Наша мать росла младшей из двух дочерей в семье шорника, хозяина собственной мастерской, в небольшой захолустной деревеньке на берегу реки. После школы она перебралась в ближайший город, где работала в барах и чайных, свела знакомство с химиком, в двадцать два года забеременела и ноябрьским днем произвела на свет сына. Было это в год, когда битлы прославились больше Иисуса, «Луна 9» прилунилась в Море бурь, а рефери Готтфрид Динст на стадионе «Уэмбли» лишил Беккенбауэра с товарищами звания чемпионов мира. Город был – дыра дырой. Хотя и живописно расположен. Но жизни – никакой. Из развлечений главный аттракцион – танки, когда они длинными колоннами ползли на полигон. Самый большой в стране танковый гарнизон. Казармы, плац, завод боеприпасов. Город, который навещают только проездом, – туристы направлялись дальше и выше, на знаменитые курорты в близлежащих горах. Межеумочное место. Полно солдатни, что вечерами валом валила в кабак, где работала эта молодая женщина. С отцом своего ребенка она рассталась и вышла замуж за младшего отпрыска уважаемого семейства, человека совсем не глупого, но неуравновешенного, к тому же с криминальным прошлым – отсидел два срока за имущественные преступления. От него она родила второго сына. Меня. Потом развод. Старшего сына она оставила на его родителя, а сама сошлась с новым мужчиной, вдовцом с двумя маленькими детьми, мальчиком и девочкой, это теперь были мои сводные брат и сестра. Старшего своего брата я после этого видел лишь изредка.

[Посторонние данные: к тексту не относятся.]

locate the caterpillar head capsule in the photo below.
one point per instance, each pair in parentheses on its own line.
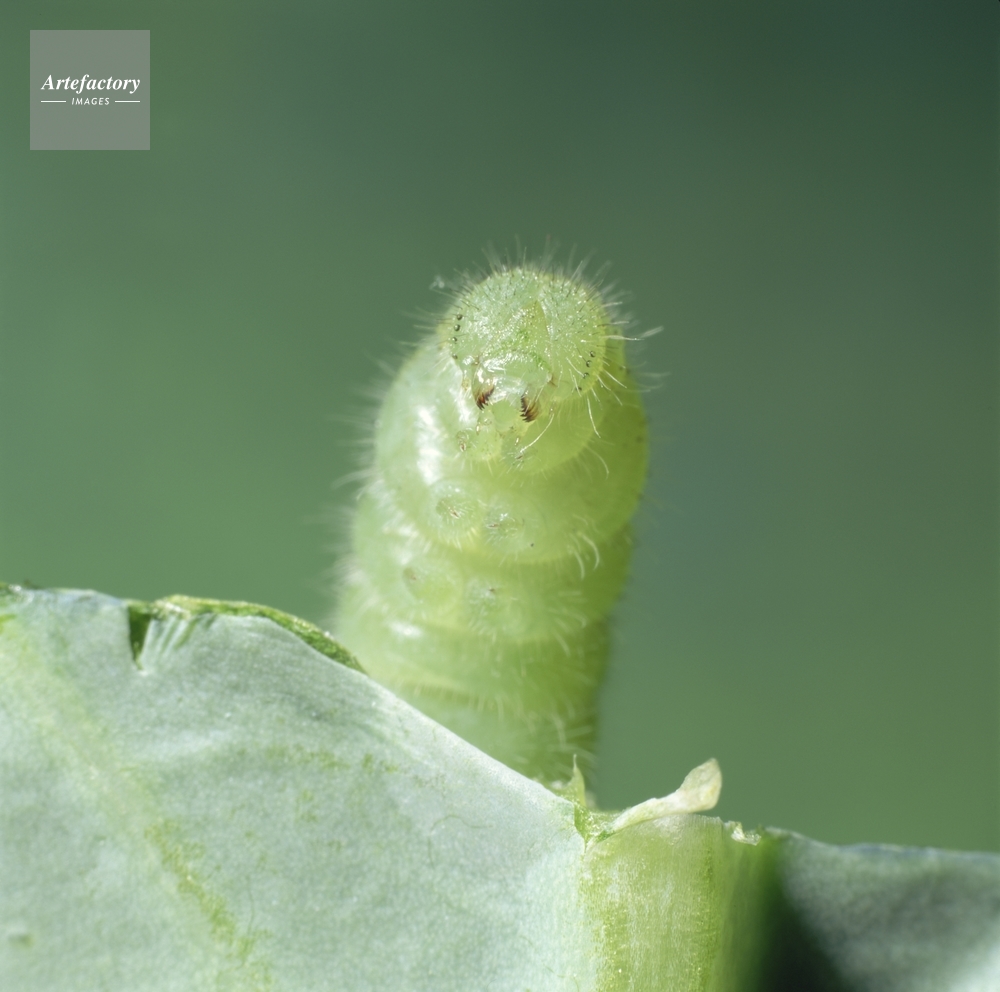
(525,339)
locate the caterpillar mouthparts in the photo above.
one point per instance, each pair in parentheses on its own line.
(492,538)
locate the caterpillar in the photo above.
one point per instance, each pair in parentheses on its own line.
(491,536)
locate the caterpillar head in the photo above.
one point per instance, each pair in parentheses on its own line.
(526,340)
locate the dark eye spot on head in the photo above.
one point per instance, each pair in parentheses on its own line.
(483,397)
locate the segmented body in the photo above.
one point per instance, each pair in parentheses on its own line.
(492,537)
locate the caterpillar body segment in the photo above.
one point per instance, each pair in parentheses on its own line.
(492,538)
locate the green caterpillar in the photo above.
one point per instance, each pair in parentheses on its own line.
(492,536)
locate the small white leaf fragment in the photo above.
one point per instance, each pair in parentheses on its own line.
(698,792)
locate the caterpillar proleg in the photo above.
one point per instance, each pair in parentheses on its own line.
(492,536)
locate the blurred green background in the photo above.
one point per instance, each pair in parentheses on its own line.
(803,194)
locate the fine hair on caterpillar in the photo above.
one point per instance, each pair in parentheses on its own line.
(491,537)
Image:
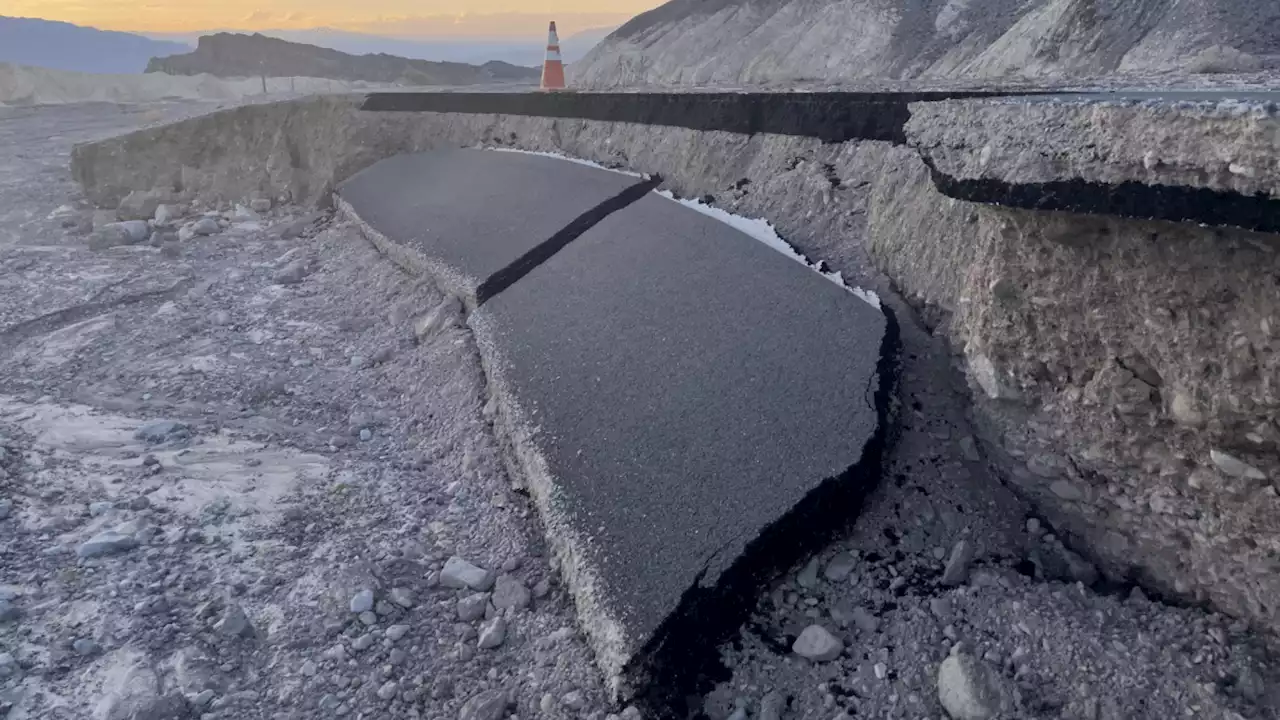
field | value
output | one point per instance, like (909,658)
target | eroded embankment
(1124,369)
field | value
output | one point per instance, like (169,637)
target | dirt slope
(766,41)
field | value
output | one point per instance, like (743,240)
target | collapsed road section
(690,409)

Он был посредственным учеником и слаб здоровьем. Искривление позвоночника. Плохое зрение. Очки с толстенными стеклами. В школе впервые заявляет о себе таинственная и зловещая роль застекленных створок в его судьбе: первую, дверную, он, не заметив, пробивает головой. Памятью об этом на всю жизнь остаются шрамы вокруг глаз и на висках. Оттрубив девять лет в средней школе, он идет в обучение на пекаря-кондитера. Тут происходит его вторая встреча со створками, когда он повторяет трюк Бастора Китона из фильма «Пароходный Билл», а именно: работая на вилочном погрузчике, исхитряется сорвать с петель и уронить на себя стальные ворота. Вес – полтонны. В живых он остается чудом, только потому, что в створках ворот, аккурат в том месте, которым они обрушиваются ему на голову, оказывается застекленное окошко. Результат: сплющивание четырехсантиметрового позвонка на один сантиметр. Инвалидное кресло. Многомесячная реабилитация. Сильные болеутоляющие – трамадол, оксикодон, героин. Потом курс отвыкания с метадоном. Начинает работать в ночлежке. В свободное время нарды. Снова начинает вставать, но ходит мало. На всю жизнь привязан к родному городу. Не выезжает почти никуда, о дальних путешествиях и говорить нечего. В городе его знает каждая собака. В конце жизни обращение в христианство – становится прихожанином ультрасовременной, нетрадиционной общины пятидесятников. И, наконец, смерть декабрьским днем у себя дома от преднамеренной передозировки героина. Женат ни разу не был, детей не оставил, долгов тоже. Доскональное завещание. Прах его развеян над озером холодным мартовским днем четыре месяца спустя после его смерти.